Authors: Robert E. Howard
Tags: #Science Fiction & Fantasy, #Fantasy, #Anthologies, #Epic, #Sword & Sorcery, #Anthologies & Short Stories
A sardonic smile crossed my lips — they were young, too, the men who died beside me in No Man’s Land. I drew back my sleeve and clenched my fists, tensing my muscles. There was no surplus weight on my frame, and much of the firm flesh had wasted away, but the cords of the great biceps still stood out like knots of iron, seeming to indicate massive strength. But I knew my might was false, that in reality I was a broken hulk of a man, animated only by the artificial fire of the elixir, without which a frail girl might topple me over.
The automobile came to a halt among some trees. We were on the outskirts of an exclusive suburb and the hour was past midnight. Through the trees I saw a large house looming darkly against the distant flares of nighttime London.
“This is where I wait,” said the Negro. “No one can see the automobile from the road or from the house.”

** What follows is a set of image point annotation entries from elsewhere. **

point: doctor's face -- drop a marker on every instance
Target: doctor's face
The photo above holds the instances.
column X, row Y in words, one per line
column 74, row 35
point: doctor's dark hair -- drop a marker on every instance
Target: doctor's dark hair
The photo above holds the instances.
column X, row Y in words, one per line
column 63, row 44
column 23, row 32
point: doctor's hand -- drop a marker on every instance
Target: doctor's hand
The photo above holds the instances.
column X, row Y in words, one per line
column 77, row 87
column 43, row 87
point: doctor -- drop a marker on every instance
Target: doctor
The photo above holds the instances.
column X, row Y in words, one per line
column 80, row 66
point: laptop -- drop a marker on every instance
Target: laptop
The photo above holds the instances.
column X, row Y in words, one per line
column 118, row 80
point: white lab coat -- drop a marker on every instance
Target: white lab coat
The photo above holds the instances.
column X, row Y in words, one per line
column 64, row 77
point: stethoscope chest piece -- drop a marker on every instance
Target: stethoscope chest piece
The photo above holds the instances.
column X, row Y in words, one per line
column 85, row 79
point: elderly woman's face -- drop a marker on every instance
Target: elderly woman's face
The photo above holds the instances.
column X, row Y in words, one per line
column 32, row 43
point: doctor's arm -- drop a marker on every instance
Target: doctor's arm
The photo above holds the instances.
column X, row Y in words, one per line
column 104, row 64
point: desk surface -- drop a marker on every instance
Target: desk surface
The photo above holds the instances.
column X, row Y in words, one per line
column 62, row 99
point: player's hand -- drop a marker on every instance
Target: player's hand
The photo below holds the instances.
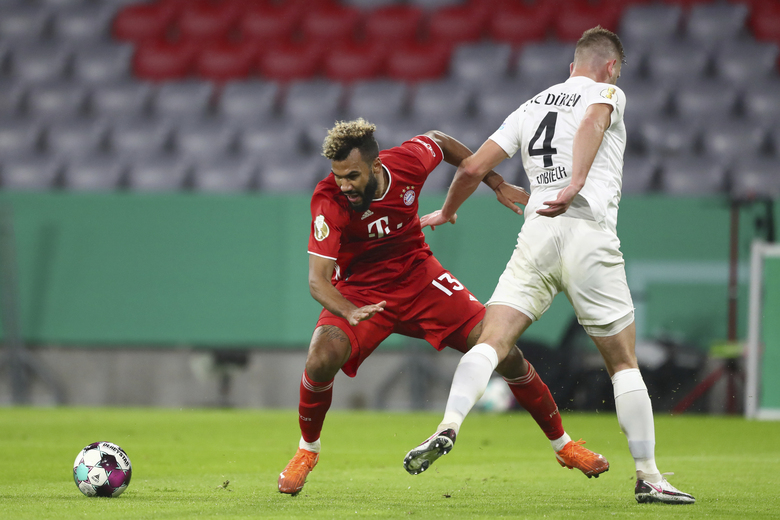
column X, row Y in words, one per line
column 436, row 219
column 509, row 195
column 561, row 204
column 365, row 312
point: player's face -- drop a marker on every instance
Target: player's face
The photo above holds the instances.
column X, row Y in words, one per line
column 357, row 180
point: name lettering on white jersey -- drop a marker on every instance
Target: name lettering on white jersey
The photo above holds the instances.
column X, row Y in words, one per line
column 381, row 226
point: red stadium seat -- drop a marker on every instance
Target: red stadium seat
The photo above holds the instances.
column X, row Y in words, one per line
column 138, row 22
column 331, row 24
column 352, row 62
column 418, row 62
column 520, row 23
column 457, row 24
column 578, row 16
column 393, row 24
column 204, row 20
column 160, row 60
column 290, row 61
column 224, row 61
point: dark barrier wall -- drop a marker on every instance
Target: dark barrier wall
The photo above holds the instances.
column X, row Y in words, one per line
column 192, row 269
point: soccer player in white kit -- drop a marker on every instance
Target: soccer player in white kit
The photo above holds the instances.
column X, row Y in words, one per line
column 571, row 138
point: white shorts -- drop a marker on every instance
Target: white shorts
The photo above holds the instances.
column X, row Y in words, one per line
column 566, row 254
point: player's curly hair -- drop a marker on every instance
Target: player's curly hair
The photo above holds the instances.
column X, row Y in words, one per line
column 600, row 40
column 345, row 136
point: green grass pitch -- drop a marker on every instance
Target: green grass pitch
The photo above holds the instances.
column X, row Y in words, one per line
column 501, row 467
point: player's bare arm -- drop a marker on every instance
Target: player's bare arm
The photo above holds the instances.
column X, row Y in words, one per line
column 321, row 289
column 587, row 141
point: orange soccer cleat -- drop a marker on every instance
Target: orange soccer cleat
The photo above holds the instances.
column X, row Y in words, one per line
column 292, row 479
column 573, row 455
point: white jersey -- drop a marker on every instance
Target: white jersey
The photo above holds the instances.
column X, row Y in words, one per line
column 543, row 129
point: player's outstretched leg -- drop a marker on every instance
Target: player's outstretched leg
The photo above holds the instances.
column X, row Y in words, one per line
column 574, row 455
column 420, row 458
column 292, row 479
column 660, row 492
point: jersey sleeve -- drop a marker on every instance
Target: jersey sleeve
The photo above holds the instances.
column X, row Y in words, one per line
column 328, row 221
column 508, row 134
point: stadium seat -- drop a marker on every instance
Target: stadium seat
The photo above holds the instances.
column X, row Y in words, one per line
column 185, row 99
column 18, row 135
column 76, row 138
column 159, row 172
column 457, row 24
column 418, row 62
column 198, row 139
column 225, row 174
column 312, row 100
column 711, row 24
column 122, row 98
column 160, row 60
column 136, row 137
column 545, row 63
column 746, row 61
column 435, row 100
column 349, row 61
column 290, row 174
column 377, row 101
column 98, row 172
column 56, row 100
column 518, row 23
column 734, row 139
column 285, row 62
column 693, row 176
column 755, row 179
column 476, row 64
column 143, row 21
column 225, row 61
column 106, row 63
column 29, row 172
column 41, row 62
column 248, row 101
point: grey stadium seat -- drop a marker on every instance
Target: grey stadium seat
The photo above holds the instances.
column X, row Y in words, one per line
column 480, row 63
column 710, row 24
column 693, row 175
column 183, row 99
column 315, row 99
column 103, row 64
column 205, row 138
column 38, row 63
column 121, row 99
column 76, row 138
column 377, row 101
column 19, row 135
column 56, row 100
column 98, row 172
column 29, row 172
column 159, row 172
column 226, row 174
column 248, row 101
column 291, row 174
column 756, row 178
column 746, row 61
column 137, row 137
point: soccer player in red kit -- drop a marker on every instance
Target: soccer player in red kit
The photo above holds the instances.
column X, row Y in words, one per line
column 373, row 273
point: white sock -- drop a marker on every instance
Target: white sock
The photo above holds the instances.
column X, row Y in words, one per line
column 468, row 384
column 313, row 447
column 635, row 416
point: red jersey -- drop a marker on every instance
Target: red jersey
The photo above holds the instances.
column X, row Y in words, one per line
column 384, row 242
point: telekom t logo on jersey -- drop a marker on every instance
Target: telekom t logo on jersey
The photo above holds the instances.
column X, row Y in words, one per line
column 379, row 227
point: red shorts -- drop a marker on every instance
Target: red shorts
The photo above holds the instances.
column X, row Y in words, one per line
column 429, row 304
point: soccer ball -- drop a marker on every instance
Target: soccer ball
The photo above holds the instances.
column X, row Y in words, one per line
column 102, row 469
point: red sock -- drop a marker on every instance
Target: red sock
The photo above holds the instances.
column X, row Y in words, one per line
column 533, row 395
column 313, row 405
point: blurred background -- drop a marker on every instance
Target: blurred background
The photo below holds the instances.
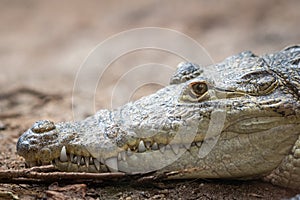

Holding a match so that its light could not be detected outside the car, I examined the “disguise” and was hard put to restrain an insane laugh. The disguise was the complete hide of a gorilla! Gathering the bundle under my arm I trudged toward the wall which surrounded the Frenton estate. A few steps and the trees where the Negro hid with the car merged into one dark mass. I did not believe he could see me, but for safety’s sake I made, not for the high iron gate at the front, but for the wall at the side where there was no gate.
No light showed in the house. Sir Haldred was a bachelor and I was sure that the servants were all in bed long ago. I negotiated the wall with ease and stole across the dark lawn to a side door, still carrying the grisly “disguise” under my arm. The door was locked, as I had anticipated, and I did not wish to arouse anyone until I was safely in the house, where the sound of voices would not carry to one who might have followed me. I took hold of the knob with both hands, and, exerting slowly the inhuman strength that was mine, began to twist. The shaft turned in my hands and the lock within shattered suddenly, with a noise that was like the crash of a cannon in the stillness. An instant more and I was inside and had closed the door behind me.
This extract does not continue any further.